Leading breakbeat acts either switched to house or dubstep, disappeared or, in rare cases, continued to do their own thing but without using the word ‘breaks’. Promoters wouldn’t book it, radios wouldn’t touch it, YouTube music channels wouldn’t support it, only a few specialist blogs would use the genre name. Recently I’ve heard of one act being told by their manager never to use the term, and that one label has changed their track descriptions to get radio pluggers to check their releases. And this is the problem…

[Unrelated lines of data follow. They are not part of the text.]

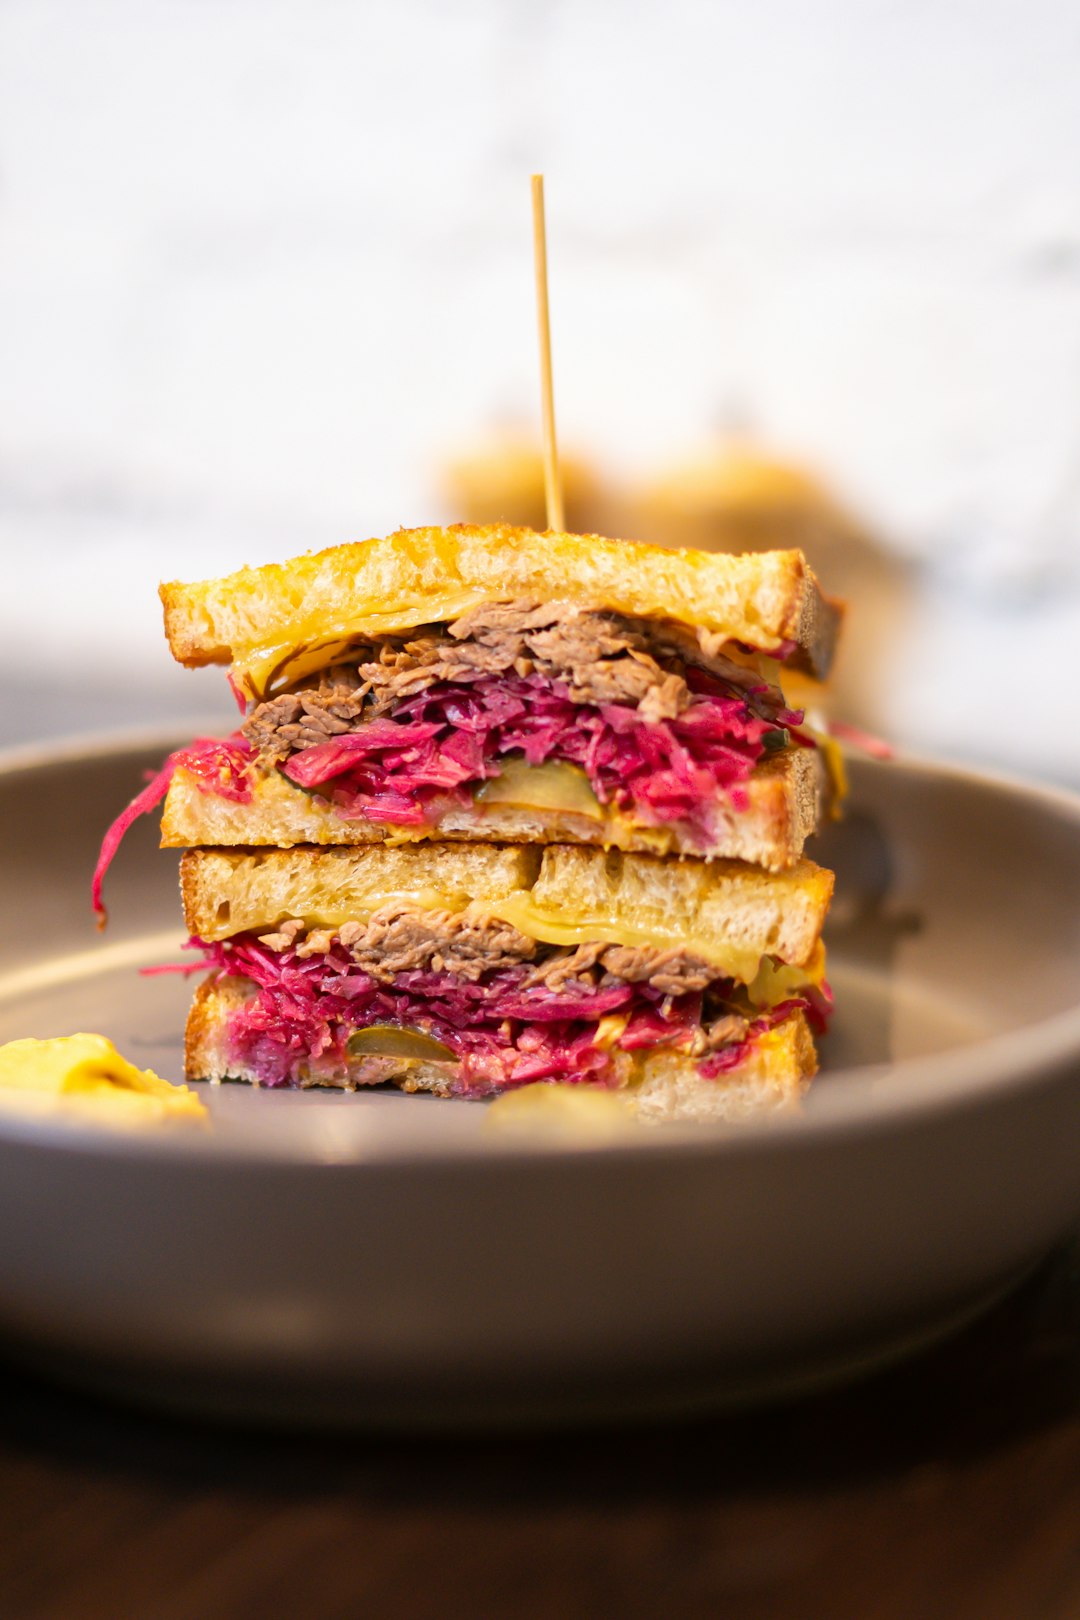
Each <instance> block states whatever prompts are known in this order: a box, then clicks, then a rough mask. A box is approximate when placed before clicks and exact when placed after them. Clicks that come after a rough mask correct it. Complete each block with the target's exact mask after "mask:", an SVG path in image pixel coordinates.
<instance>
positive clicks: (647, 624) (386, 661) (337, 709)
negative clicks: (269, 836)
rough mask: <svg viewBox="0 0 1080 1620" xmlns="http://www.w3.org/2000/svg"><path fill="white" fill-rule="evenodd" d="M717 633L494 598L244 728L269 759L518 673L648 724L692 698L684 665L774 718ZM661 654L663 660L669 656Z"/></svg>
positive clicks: (251, 737)
mask: <svg viewBox="0 0 1080 1620" xmlns="http://www.w3.org/2000/svg"><path fill="white" fill-rule="evenodd" d="M721 645H722V643H721V640H719V638H717V637H709V635H708V632H695V630H688V629H685V627H683V625H677V624H667V622H661V620H656V622H654V620H644V619H630V617H625V616H622V614H609V612H586V611H583V609H578V608H573V606H570V604H567V603H549V604H547V606H542V608H541V606H538V604H536V603H528V601H515V603H486V604H484V606H481V608H474V609H471V611H470V612H466V614H463V616H461V617H460V619H455V620H453V624H449V625H432V627H429V629H423V630H419V632H416V633H413V635H411V637H408V638H405V637H390V638H387V640H385V642H379V643H377V645H374V643H372V645H368V646H359V648H358V650H356V659H355V661H353V663H350V664H335V666H332V667H330V669H325V671H322V676H321V679H319V682H317V685H311V687H304V689H301V690H298V692H287V693H283V695H282V697H277V698H270V700H267V701H266V703H261V705H259V706H257V708H256V710H254V713H253V714H251V716H249V718H248V721H246V723H244V726H243V732H244V737H246V739H248V742H249V744H251V745H253V747H254V748H256V750H257V753H259V755H261V758H262V760H264V761H266V763H267V765H275V763H280V761H283V760H287V758H288V757H290V755H291V753H296V752H300V750H301V748H309V747H313V745H314V744H319V742H327V739H330V737H337V735H342V734H343V732H348V731H353V729H355V727H356V726H359V724H363V723H364V721H369V719H379V718H381V716H382V714H389V713H392V711H393V708H395V706H397V705H398V703H400V701H402V700H403V698H408V697H415V695H416V693H418V692H424V690H427V687H432V685H437V684H440V682H465V684H468V682H470V680H476V679H479V677H481V676H489V674H502V672H508V671H513V672H515V674H518V676H533V674H539V676H546V677H549V679H552V680H560V682H563V684H565V685H567V689H568V692H570V697H572V700H573V701H575V703H627V705H630V706H635V708H636V710H638V711H640V713H641V716H643V719H648V721H659V719H674V718H675V716H677V714H680V713H682V711H683V710H685V708H687V705H688V703H690V700H691V692H690V687H688V684H687V677H685V669H687V666H696V667H699V669H704V671H706V672H709V674H712V676H717V677H719V679H722V680H725V682H729V684H730V685H732V687H733V689H737V690H738V692H740V693H742V695H745V698H746V701H748V703H750V706H751V710H755V713H759V714H766V716H767V714H769V713H776V710H777V708H779V705H780V703H782V697H780V693H779V690H776V689H769V690H767V692H759V690H758V692H755V690H751V689H755V687H758V685H759V682H758V677H756V676H755V674H753V672H751V671H746V669H743V667H742V666H740V664H737V663H733V661H732V659H730V658H727V656H725V654H724V653H722V651H721ZM659 659H662V661H664V663H661V661H659Z"/></svg>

All genres have shady shark-jumping chapters. But do you think Jeff Mills lost sleep when Mauro Picotto took techno to the charts? Did Masters At Work retire when David Zowie assumed the role of house dealer every weekend? Did DMZ shut the studio down when Modestep rocked up and showed dubstep a massive chart-slapping sign? Will DJ Hype denounce d’n’b now Take That are involved? No. Genre fashions come and go, but they don’t completely die. Or at least they shouldn’t. Breakbeat, as a genre, is a handy way of describing a vast range of exciting non-4/4 electronic music and should work as widely as as terms like ‘house’ and ‘techno’. It captures an aesthetic or motion rather than a specific set of rules, and it deserves a second chance. And while industry behind-the-sceners, who base a lot of faith in social media stats, may still snub it, there’s a whole heap of really fucking exciting artists involved.
Back to the future, and a new melting pot is being brewed by dissidents of house, future house, d’n’b, trap, dubstep and bass music. In the wake of post-EDM, deep house, dubstep and bass house, in the shadows of crass pop features on d’n’b hits, breakbeats are being drawn from a wider cross-section of genres and are more dominant in electronic music than they have been in years. From Bristol’s S.O.B.A.D. collective to Dallas’s Broken Syndicate by way of Birmingham’s Four40, Stanton Warriors’ Punks, AC Slater’s Night Bass and so much more, breakbeats have reattained their status as the universal drum language that glues otherwise disparate genres and scenes together. And while I’m not expecting any crew or artist making this music to start calling it ‘breaks’ I am keen that we get over ourselves and expunge the negative connotations the b-word has been shrouded in for the last 10 years. Sure, it’s had its low moments – show me a genre that hasn’t – but right now it’s one of the heaviest influences in electronic music. And it sounds good, right? Say it again.